S3 Connector #
Register S3 Connector #
curl -XPUT "http://localhost:9000/connector/s3?replace=true" -d '{
"name" : "S3 对象存储连接器",
"description" : "提取 S3 云端文件元数据信息。",
"category" : "cloud_storage",
"icon" : "/assets/icons/connector/s3/icon.png",
"tags" : [
"s3",
"storage"
],
"url" : "http://coco.rs/connectors/s3",
"assets" : {
"icons" : {
"default" : "/assets/icons/connector/s3/icon.png"
}
}
}'
Use
s3
as a unique identifier, as it is a builtin connector.

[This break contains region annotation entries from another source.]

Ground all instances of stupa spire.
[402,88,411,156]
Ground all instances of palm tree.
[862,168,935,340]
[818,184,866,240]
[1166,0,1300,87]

Update coco-server’s config #
Below is an example configuration for enabling the S3 Connector in coco-server:
connector:
s3:
enabled: true
queue:
name: indexing_documents
interval: 30s
Explanation of Config Parameters #
Field | Type | Description |
---|---|---|
enabled | boolean | Enables or disables the S3 connector. Set totrue to activate it. |
interval | string | Specifies the time interval (e.g.,60s ) at which the connector will check for updates. |
queue.name | string | Defines the name of the queue where indexing tasks will be added. |
Use the S3 Connector #
The S3 Connector allows you to index data from your S3 service into your system. Follow these steps to set it up:
Configure S3 Client #
To configure your S3 connection, you’ll need to provide several key parameters. This setup allows your application to securely authenticate with and access objects within a specified S3 bucket.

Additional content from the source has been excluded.